Linea meldet sich erneut zu Wort: „Ich finde, Weihnachten riecht nach Weihnachtstee.“ Wir nicken. Klingt plausibel. „Und es schmeckt nach Nudeln mit Ketchup“, fügt sie dann an. Wirklich? „Ja! Weil das ist richtig lecker“, sagt die Vierjährige und zuckt mit den Schultern. „Und Weihnachten ist doch lecker.“

Von hinten ruft Jano: „Also ich finde eher, Weihnachten müsste nach Pfannkuchen mit Kirschen schmecken!“ Kurze Pause. „Oder nach Pfannkuchen mit Kirschen und Plätzchen!“ Aber riecht Weihnachten dann wirklich nach Pfannkuchen? Jano winkt entschlossen ab. „Nein. Pfannkuchen stinkt beim Backen.“ Also wie riecht Weihnachten dann? Er überlegt und lächelt plötzlich: „Nach Mama. Und nach Plätzchen. Das riecht gut.“

Im Laufe des Morgens sammeln die Kinder Zapfen, besprechen Wichteltheorien, erzählen vom Plätzchenbacken und davon, dass Lichterketten eigentlich kleine Sterne seien, „die jemand gefangen hat“. Der Wald wirkt wie ein riesiges Adventskalenderfenster – und die Kinder öffnen es mit jedem Schritt ein Stückchen weiter.
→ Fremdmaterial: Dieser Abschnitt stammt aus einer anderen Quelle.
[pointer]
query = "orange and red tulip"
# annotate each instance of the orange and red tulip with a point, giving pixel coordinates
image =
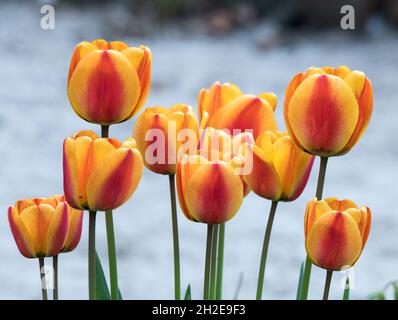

Für uns Erwachsene ist dieser Morgen eine Einladung: Weihnachten wieder mit den Augen, Nasen, Ohren und Herzen zu erleben, die wir einmal hatten. Ohne Eile. Ohne Erwartungen. Dafür mit einer ordentlichen Portion Wichtelmagie. Vielleicht ist das das größte Geschenk dieses Waldkindergarten-Weihnachtszaubers: Die Erinnerung daran, dass Weihnachten am intensivsten leuchtet, wenn man es einfach zulässt.